La Banque centrale du Congo (BCC) veut désormais intégrer l’or dans ses réserves officielles. Elle a conclu, le 20 février 2026, un contrat avec DRC Gold Trading, l’entreprise publique spécialisée dans la collecte et l’exportation de l’or artisanal. Avec cet accord, la Banque centrale se positionne comme « le principal off-taker (acheteur) de l’or produit par nos creuseurs artisanaux au travers de la société DRC Gold », a précisé le gouverneur André Wameso lors de la signature de la convention de partenariat.

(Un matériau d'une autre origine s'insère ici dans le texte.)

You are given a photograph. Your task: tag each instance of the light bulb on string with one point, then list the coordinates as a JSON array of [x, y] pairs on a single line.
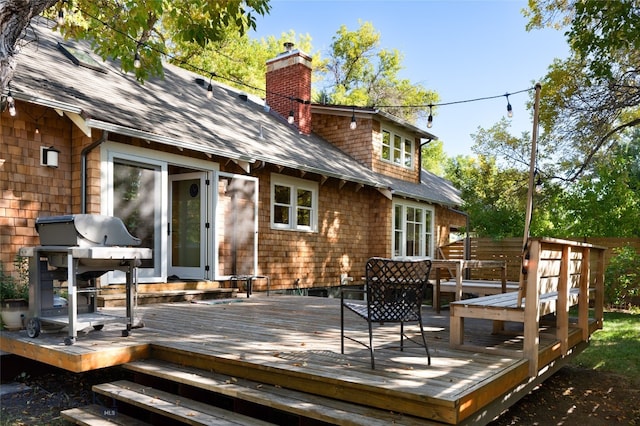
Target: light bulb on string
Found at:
[[291, 117], [11, 104], [210, 89]]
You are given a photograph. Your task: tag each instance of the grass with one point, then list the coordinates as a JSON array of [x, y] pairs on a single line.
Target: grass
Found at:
[[615, 348]]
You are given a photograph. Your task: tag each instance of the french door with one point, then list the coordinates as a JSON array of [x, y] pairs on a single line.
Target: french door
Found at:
[[187, 227]]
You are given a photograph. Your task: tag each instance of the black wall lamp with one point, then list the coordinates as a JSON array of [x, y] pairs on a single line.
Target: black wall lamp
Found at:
[[49, 156]]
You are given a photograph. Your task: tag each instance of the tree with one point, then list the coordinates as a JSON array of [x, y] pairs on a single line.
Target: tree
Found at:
[[606, 202], [592, 97], [128, 29], [358, 72], [239, 60], [493, 197]]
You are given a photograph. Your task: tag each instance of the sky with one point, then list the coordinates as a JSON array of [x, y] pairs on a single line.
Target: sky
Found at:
[[461, 49]]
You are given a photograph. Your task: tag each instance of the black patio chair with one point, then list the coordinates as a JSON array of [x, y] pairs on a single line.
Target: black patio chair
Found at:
[[393, 292]]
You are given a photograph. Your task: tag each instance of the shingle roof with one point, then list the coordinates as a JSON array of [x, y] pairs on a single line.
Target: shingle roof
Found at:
[[175, 110]]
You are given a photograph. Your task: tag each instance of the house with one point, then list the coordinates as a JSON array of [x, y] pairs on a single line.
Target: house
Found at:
[[215, 187]]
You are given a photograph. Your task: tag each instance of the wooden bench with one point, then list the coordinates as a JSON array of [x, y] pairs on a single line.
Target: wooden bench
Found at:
[[558, 277], [459, 285]]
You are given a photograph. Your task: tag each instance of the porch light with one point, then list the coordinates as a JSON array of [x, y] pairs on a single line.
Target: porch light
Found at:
[[49, 156]]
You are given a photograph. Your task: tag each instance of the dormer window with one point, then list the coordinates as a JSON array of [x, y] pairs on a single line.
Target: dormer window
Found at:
[[397, 149]]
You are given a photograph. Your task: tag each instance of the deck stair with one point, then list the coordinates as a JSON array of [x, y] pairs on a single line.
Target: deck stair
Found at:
[[164, 390], [114, 295]]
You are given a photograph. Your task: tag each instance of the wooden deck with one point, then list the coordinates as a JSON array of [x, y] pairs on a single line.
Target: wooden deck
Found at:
[[293, 342]]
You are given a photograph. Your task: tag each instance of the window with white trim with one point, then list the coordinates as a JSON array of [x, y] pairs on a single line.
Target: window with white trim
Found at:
[[294, 203], [397, 149], [412, 230]]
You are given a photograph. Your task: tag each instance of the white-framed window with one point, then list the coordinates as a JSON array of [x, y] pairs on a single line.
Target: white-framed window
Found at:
[[412, 230], [397, 149], [294, 203]]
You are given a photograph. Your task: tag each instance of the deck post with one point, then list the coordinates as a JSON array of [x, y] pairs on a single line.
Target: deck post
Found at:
[[532, 309], [583, 297], [599, 284]]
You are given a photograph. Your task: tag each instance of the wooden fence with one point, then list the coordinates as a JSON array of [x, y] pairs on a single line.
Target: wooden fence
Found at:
[[510, 250]]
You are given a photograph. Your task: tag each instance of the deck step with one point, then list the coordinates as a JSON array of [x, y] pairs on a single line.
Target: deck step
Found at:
[[296, 403], [172, 406], [95, 415]]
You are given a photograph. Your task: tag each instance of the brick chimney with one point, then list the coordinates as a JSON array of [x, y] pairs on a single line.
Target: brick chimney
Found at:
[[289, 76]]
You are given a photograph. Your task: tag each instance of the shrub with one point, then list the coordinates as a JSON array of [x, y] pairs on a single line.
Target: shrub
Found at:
[[622, 278]]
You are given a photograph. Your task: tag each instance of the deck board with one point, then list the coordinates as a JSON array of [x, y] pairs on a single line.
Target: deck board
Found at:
[[294, 342]]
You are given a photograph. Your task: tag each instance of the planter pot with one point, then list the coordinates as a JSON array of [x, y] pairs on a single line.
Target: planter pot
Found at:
[[14, 313]]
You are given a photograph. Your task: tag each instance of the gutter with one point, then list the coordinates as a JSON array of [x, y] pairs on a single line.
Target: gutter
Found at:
[[83, 169]]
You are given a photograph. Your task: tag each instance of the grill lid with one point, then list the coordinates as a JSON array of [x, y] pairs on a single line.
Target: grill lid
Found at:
[[84, 230]]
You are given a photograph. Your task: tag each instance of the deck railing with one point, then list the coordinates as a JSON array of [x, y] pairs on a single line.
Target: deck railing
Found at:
[[558, 276]]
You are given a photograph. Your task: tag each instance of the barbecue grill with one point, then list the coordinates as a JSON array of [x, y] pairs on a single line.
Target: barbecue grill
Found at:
[[78, 249]]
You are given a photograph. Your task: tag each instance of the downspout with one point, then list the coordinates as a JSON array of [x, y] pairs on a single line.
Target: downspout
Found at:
[[83, 169], [467, 242]]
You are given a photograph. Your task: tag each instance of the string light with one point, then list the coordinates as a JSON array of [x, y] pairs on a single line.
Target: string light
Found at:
[[210, 88], [11, 104]]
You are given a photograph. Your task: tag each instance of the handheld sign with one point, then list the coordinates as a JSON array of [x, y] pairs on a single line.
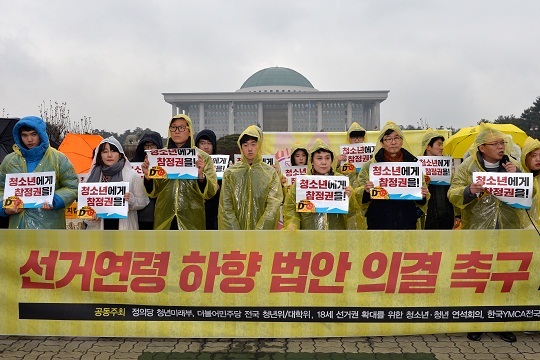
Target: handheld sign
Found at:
[[438, 169], [31, 190], [322, 194], [176, 163], [396, 180], [357, 155], [103, 200], [514, 189], [291, 172], [137, 166], [221, 162]]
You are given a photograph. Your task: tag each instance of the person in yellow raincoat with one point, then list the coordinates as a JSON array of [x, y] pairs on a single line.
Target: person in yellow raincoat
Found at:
[[180, 203], [530, 162], [389, 214], [321, 159], [251, 191], [479, 209], [356, 134], [440, 212], [32, 153]]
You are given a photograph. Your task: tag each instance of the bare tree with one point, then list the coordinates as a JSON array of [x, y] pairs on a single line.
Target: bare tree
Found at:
[[59, 122]]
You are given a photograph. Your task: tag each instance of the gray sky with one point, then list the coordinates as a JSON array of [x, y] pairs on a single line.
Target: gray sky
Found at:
[[450, 63]]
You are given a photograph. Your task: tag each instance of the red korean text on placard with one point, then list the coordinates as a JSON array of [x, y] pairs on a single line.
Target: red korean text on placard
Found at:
[[415, 272], [473, 270], [238, 268], [294, 272], [142, 272]]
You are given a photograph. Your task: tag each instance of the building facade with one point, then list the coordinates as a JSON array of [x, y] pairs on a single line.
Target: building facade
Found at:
[[279, 99]]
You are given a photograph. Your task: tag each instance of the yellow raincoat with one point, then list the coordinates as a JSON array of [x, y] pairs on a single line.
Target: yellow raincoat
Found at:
[[388, 214], [293, 220], [486, 211], [356, 219], [251, 194], [530, 146], [183, 198], [440, 212]]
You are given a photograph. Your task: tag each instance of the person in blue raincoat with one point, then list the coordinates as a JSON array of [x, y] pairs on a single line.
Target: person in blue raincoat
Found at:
[[33, 153]]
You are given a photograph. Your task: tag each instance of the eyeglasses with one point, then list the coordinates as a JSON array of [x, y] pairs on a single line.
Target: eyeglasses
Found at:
[[391, 140], [180, 128], [497, 144]]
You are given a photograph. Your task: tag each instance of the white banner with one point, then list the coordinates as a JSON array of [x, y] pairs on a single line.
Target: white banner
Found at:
[[514, 189], [322, 194], [438, 169], [103, 200], [396, 180], [31, 190], [357, 156], [221, 162], [291, 172], [176, 163], [137, 166]]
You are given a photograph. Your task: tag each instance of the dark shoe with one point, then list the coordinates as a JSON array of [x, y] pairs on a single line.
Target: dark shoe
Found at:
[[507, 336], [474, 336]]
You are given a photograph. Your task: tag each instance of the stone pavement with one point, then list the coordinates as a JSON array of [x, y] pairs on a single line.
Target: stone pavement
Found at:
[[420, 347]]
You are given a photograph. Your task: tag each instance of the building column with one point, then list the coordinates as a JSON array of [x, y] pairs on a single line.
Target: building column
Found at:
[[260, 113], [376, 115], [289, 116], [349, 114], [231, 117], [201, 116], [319, 115]]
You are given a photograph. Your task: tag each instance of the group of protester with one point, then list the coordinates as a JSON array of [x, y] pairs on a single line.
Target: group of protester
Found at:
[[251, 192]]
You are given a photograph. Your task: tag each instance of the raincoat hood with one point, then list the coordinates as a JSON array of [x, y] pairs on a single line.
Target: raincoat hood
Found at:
[[355, 127], [190, 142], [393, 126], [529, 146], [256, 132], [40, 127], [487, 134], [210, 135], [430, 134], [151, 136]]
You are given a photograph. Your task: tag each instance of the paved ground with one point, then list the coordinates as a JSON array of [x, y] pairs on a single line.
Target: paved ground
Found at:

Le projet devrait « corriger une anomalie historique majeure » : l’absence totale d’or physique dans les coffres d’un pays producteur de premier plan. Au-delà, pour la BCC, l’initiative vise à renforcer la stabilité du franc congolais et la souveraineté financière du pays, dans un contexte de hausse des prix de l’or et de recherche de diversification des actifs de réserve.
La démarche s’inscrit dans la continuité des priorités que s’est fixées André Wameso depuis sa nomination à la tête de la Banque centrale, en juillet 2025 : réduire la dépendance structurelle au dollar et restaurer la confiance dans le franc congolais. Depuis septembre 2025, la monnaie nationale s’est appréciée de 19 %.
À ce stade, les termes financiers du partenariat BCC–DRC Gold Trading (devise de paiement, prix d’achat, volumes, calendrier, modalités de livraison, stockage, audit et mécanismes de transparence) n’ont pas été détaillés publiquement. Ces éléments sont pourtant déterminants pour mieux cerner la stratégie d’André Wameso.
Contraintes
Selon la BCC, la détention d’or monétaire protègera ses réserves contre l’inflation et les chocs géopolitiques. Présenté comme une valeur refuge sans risque de contrepartie, l’or contribuerait ainsi à limiter l’exposition des réserves à la dépréciation des monnaies fiduciaires et à soutenir la confiance dans la monnaie nationale. Mais l’effet dépendra notamment de la part de l’or monétaire dans les réserves.
Selon plusieurs monétaristes, l’impact du projet sur la stabilité du franc congolais dépend aussi du schéma d’achat, notamment de la devise de paiement. Si l’or est acheté en francs congolais, l’opération peut soutenir l’usage de la monnaie nationale, mais elle ne contribuera à son renforcement que si la BCC évite que ces achats ne se traduisent par une création monétaire non maîtrisée : si l’argent injecté dans l’économie n’est pas ensuite absorbé ou compensé, l’opération peut alimenter l’inflation et accroître la demande de dollars. À l’inverse, si l’or est acheté en dollars, le dispositif peut renforcer l’attractivité du canal officiel dans une filière très dollarisée, mais il peut aussi peser sur la liquidité en devises si les paiements se font au détriment des réserves de change.
André Wameso doit aussi composer avec une autre contrainte : la concurrence des filières parallèles. Pour détourner l’or de ces circuits, l’acheteur officiel doit proposer un prix et des modalités de paiement suffisamment attractifs, tout en évitant la « re-labellisation » d’or de contrebande. Pour plusieurs acteurs de la filière, des paiements en francs congolais sont plutôt perçus comme un handicap.
En 2025, la RDC a canalisé dans le circuit officiel 2,3 tonnes d’or artisanal, selon les statistiques officielles présentées comme « provisoires et partielles ». Pour 2026, DRC Gold Trading vise 15 à 18 tonnes d’or artisanal par an et plus de 2 milliards de dollars de recettes d’exportation. Pour se positionner comme principal acheteur, la BCC doit donc aussi relever le défi de la liquidité : arbitrer entre les interventions sur le marché des changes (vendre des dollars, acheter des francs, payer des importations publiques urgentes) et l’achat d’or.